Per-source subdirectories contain the same outputs restricted to that source, plus per-term annotation directories with:

  • genes_in_intersection → input genes that intersect with the genes in the enriched term

  • genes_in_term → full enriched term annotations genes (gene symbols)

raw_GSEA_output.zip — Contains the original GSEA output, including: HTML visual reports, enrichment plots, statistics and supporting files generated by the native GSEA tool

Note

For more details, see the Module 6 Outputs section.

Module 7: Filter EA results

This module filters enrichment analysis (EA) results to remove overly common or biologically unspecific terms and genes. It applies user-defined thresholds to refine the final annotations, retaining only the most relevant associations for downstream interpretation.

Inputs:

  • Enrichment analysis results directories (as produced by the pipeline)

  • At least one filtering parameter, from table below, defined in the configuration file (config).

Important

Inputs must be placed in the in the assigned working directory (/data).
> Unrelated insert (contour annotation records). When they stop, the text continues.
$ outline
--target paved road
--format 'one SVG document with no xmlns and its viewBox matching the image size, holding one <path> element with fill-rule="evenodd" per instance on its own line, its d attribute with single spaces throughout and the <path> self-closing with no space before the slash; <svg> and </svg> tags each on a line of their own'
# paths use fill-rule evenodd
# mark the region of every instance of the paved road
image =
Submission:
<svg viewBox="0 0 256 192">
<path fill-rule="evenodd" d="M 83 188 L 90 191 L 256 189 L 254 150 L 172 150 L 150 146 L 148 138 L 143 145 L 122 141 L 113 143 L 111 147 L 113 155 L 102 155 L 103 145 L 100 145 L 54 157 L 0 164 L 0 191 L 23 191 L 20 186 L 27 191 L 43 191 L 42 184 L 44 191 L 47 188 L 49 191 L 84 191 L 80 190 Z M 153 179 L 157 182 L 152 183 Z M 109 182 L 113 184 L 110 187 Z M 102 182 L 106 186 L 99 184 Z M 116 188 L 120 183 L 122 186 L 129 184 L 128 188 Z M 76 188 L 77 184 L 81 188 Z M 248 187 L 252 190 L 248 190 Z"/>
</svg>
Variables defined in the config to control execution of Module 7

Variable

Description

Example

intersection

Enables intersection analysis. If set to true, it identifies terms and genes enriched across multiple analysis within the same run.

true

max_annot

Sets the upper limit for the size of an enriched term (number of genes).

Terms containing more genes than this value are filtered out.

500

min_coverage

Set the minimum fraction (0.0 to 1.0) of input genes that must be present in an enriched term relative to the total genes annotated to that term.

Terms with lower coverage are excluded.

0.15

max_occur

Sets the maximum number of enriched terms a single gene can participate in.

Genes appearing in more terms than this threshold are removed from the genes_in_list column of the results file.

10

Outputs:

From filtering thresholds (max_annot, min_coverage, max_occur):

  • filtered_enrichment_fields.tsv – A filtered version of enrichment fields results file with only the most relevant and specific retained categories. This file is saved inside the enrichment results directory of each tool.

  • filtered_enriched_terms_annotations.tsv – A filtered version of enriched term annotations results file with only the most relevant and specific retained categories. This file is saved inside the enrichment results directory of each tool.

From intersection analysis:

  • Inside a directory named common_results generated in the assigned working directory (/data).

Note

For more details, see the Module 7 Outputs section.

Example:

Suppose an enrichment results file contains:

  • Term GO:0016477 (cell migration) annotated with 975 genes.

  • Term GO:0034331 (cell junction maintenance) where 13 of 86 annotated genes are in the user’s input list (coverage = 0.1512).

  • Term GO:0071709 (membrane assembly) where 8 of 57 annotated genes are in the user’s input list (coverage = 0.1404).

  • Gene TP53 (an input gene) appearing in 15 enriched terms.

With the following parameters:

max_annot=500
min_coverage=0.15
max_occur=10

The filtering would:

  • Exclude GO:0016477 because its size (975) is over 500, but keep the GO:0034331 and GO:0071709 since their size (86 and 57) are under 500

  • Exclude GO:0071709 since its coverage (0.1404) is under 0.15, but keep the GO:0034331 since its coverage (0.1512) is above 0.15

  • Remove TP53 from all enriched terms, since it occurs in 15 terms, exceeding the limit (10)

Only terms and gene associations passing all active filters remain in the final output.

Hint

  • The best thresholds depend on the dataset and research goal. Users should first inspect unfiltered results to identify suitable cutoffs.